Le Scribe ne pouvait pas savoir… Savoir ce qui s’était passé… L’île… Le chantage sur Kempô…
- Nous entrons dans la période du repos de la Lune, dit le Scribe. Ces célébrations vont marquer une pause dans les festivités. Et une fois cette période de recueillement terminée, ce sera le grand carnaval, puis la fin de la cour. Je pense que nous aurons tous plus urgent que de nous occuper d’une vieille affaire…
- Bien évidemment, seigneur, bien évidemment…
- J’en suis certain. Allons, nous nous reverrons très bientôt, votre Excellence.
Le Scribe se leva, avec son éternel air de vague ennui face au monde.
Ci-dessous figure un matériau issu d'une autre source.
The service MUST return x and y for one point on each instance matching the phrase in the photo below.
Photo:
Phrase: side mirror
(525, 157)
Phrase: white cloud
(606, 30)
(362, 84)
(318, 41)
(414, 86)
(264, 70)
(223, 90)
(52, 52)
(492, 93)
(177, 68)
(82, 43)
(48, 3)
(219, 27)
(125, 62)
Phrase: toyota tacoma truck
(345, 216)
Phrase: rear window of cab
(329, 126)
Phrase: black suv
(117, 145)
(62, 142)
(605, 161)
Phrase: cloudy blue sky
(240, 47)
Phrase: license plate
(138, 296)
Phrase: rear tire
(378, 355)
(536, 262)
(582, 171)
Il fit quelques pas pour raccompagner son invité. :
- Venez-vous ce soir à la réception de l’Empereur ?
- Je ne sais pas, j’ai à faire…
- Vous passerez au moins voir le concours de poésie ?
- Oh, je ne crois pas… Je m’y connais si peu…
- Moi non plus, mais c’est un divertissement intéressant… Les plus grands seront là.
- En plus, je me suis laissé dire que… (le juge baissa d’un ton) que Mitsurugi s’y est inscrit.
- Tiens donc…

Le Scribe eut un début de sourire :
- Alors je verrai enfin le personnage.
- Que les dieux vous protègent !
Le juge partit. Gaijushiko ordonna de faire entrer Shingon et ses disciples et de l’excuser un instant. Il avait besoin de respirer. Il recevait des gens depuis le matin, dans la même pièce, dans une atmosphère confinée.
Le grand air du soir lui rafraichirait les idées. Il monta au quatrième étage, sur la terrasse d’où la vue sur la Cité s’étendait jusqu’à la Muraille. Il fuma une longue pipe en écoutant la rumeur de la ville.
Il observa, dans les dernières lueurs dorés et rouges qui s’éteignaient, le pont de la falaise qui touche la lune. Il tombait là-bas une fine pluie. Cinq hommes en chapeaux coniques passaient la rivière et arrivaient près du chemin de ronde reliant la Cité à la Muraille.
Gaijushiko vida la cendre de sa longue pipe. La pluie arrivait.
Il se retourna. Un homme tatoué du clan du Dragon le regardait.
Il était torse nu. Il luisait d’une aura verdâtre, et par ses orbites vides lui sortaient des flammes émeraude.
- Tiens, mon visiteur nocturne, dit le Scribe, en tapant sa pipe contre la rambarde.